Vince shook his head and wished that there were certain things that his mother wouldn’t do – like read his mind.
He heard her chuckle and said, “Fine. I shall leave your mind to you alone.” He smiled when she said this. “But I strongly hold to what I said about warning Mykella. She doesn’t need to know.”
“All right. But how do I not tell my best friend that evil is already here?”
“Easily. You just don’t talk about it. You go about your normal dreams like always.”
“Yeah, and then these damned creatures come popping into my dreams. Then what?”
Tracy had not thought of this point. Her son was right; the child should be warned. “You can warn her, but also tell her that everything is under control.”
He almost laughed. “Is it?”
There was a pause during the time when he arrived back at the hotel and when he arrived in the elevator. “I will try to get some other help – it didn’t do too good when my predecessor raised his guardians against the Dreamkillers though.
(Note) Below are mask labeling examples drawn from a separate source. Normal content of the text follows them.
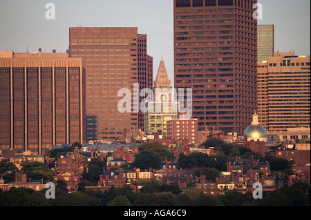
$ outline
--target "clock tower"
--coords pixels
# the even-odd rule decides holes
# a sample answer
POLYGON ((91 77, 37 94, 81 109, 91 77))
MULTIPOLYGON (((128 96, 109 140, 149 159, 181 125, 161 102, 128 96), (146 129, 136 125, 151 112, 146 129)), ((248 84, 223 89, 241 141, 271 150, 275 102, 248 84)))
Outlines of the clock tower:
POLYGON ((163 57, 161 57, 157 77, 154 81, 156 102, 171 102, 171 80, 169 79, 163 57))

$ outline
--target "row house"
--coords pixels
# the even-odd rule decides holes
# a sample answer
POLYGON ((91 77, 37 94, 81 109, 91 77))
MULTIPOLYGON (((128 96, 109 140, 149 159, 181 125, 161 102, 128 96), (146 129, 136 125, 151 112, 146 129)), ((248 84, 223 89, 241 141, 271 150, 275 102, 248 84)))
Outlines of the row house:
POLYGON ((15 174, 15 181, 10 183, 4 183, 3 179, 0 179, 0 190, 9 191, 11 188, 17 188, 23 189, 32 189, 35 191, 40 191, 44 188, 48 188, 42 181, 31 181, 27 180, 27 174, 17 172, 15 174))
POLYGON ((9 162, 13 163, 21 170, 22 163, 25 162, 44 163, 44 156, 34 155, 30 151, 24 152, 21 154, 12 155, 9 158, 9 162))
POLYGON ((69 192, 77 191, 78 183, 83 179, 88 162, 93 157, 92 152, 78 152, 77 149, 73 152, 58 152, 55 167, 52 169, 55 173, 54 181, 64 180, 69 192))

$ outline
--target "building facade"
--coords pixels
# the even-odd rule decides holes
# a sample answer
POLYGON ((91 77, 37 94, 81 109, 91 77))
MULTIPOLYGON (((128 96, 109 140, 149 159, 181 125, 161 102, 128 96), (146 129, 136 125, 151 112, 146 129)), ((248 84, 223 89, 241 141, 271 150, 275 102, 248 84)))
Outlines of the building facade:
MULTIPOLYGON (((147 104, 144 131, 167 135, 167 121, 178 118, 179 103, 171 101, 172 90, 163 59, 154 81, 153 100, 147 104)), ((152 99, 151 99, 152 100, 152 99)))
POLYGON ((267 131, 310 128, 310 59, 275 52, 258 63, 258 120, 267 131))
POLYGON ((175 88, 199 130, 243 134, 257 107, 257 1, 174 0, 175 88))
POLYGON ((258 61, 267 61, 274 52, 274 26, 258 26, 258 61))
MULTIPOLYGON (((153 59, 148 55, 147 52, 147 35, 140 34, 138 38, 138 83, 140 91, 147 88, 152 91, 153 88, 153 59)), ((149 96, 151 95, 148 94, 149 96)), ((140 103, 144 97, 140 96, 140 103)), ((138 128, 144 130, 144 112, 139 111, 138 128)))
POLYGON ((44 154, 86 142, 85 68, 56 53, 0 56, 0 149, 44 154))
POLYGON ((198 143, 198 119, 173 119, 167 121, 167 137, 185 140, 187 143, 198 143))
POLYGON ((141 126, 133 92, 152 83, 147 36, 137 28, 70 28, 69 35, 70 57, 86 61, 87 140, 125 139, 129 130, 141 126), (123 88, 131 92, 131 112, 117 108, 123 88))

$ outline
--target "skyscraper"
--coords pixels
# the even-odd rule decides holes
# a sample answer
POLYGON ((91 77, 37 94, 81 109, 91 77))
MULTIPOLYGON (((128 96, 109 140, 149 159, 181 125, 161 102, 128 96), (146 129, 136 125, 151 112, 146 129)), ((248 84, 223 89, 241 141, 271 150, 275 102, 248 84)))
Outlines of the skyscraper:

I’ll see what I can do.”
He felt a little better knowing that his mother is going to help him. But, as she said, help from guardians does very little. He opened his door, went inside, and walked over to the kitchen after closing the door. He opened the refrigerator and found an inviting bottle of beer and he grabbed it.
When he closed the door, he saw a sign explaining that all alcoholic beverages were five dollars each. He looked down at the beer for a moment. “What the hell,” he said and twisted off the cap. “The devil’s on his way so what does it matter that I spend a shit load of money?”
He made his way over to the bed and laid down on it and turned on the television by way of remote control. He didn’t find anything too interesting and so he finished off his beer and tossed the empty bottle into the wastebasket next to the bed and laid his head back on the pillow and closed his eyes.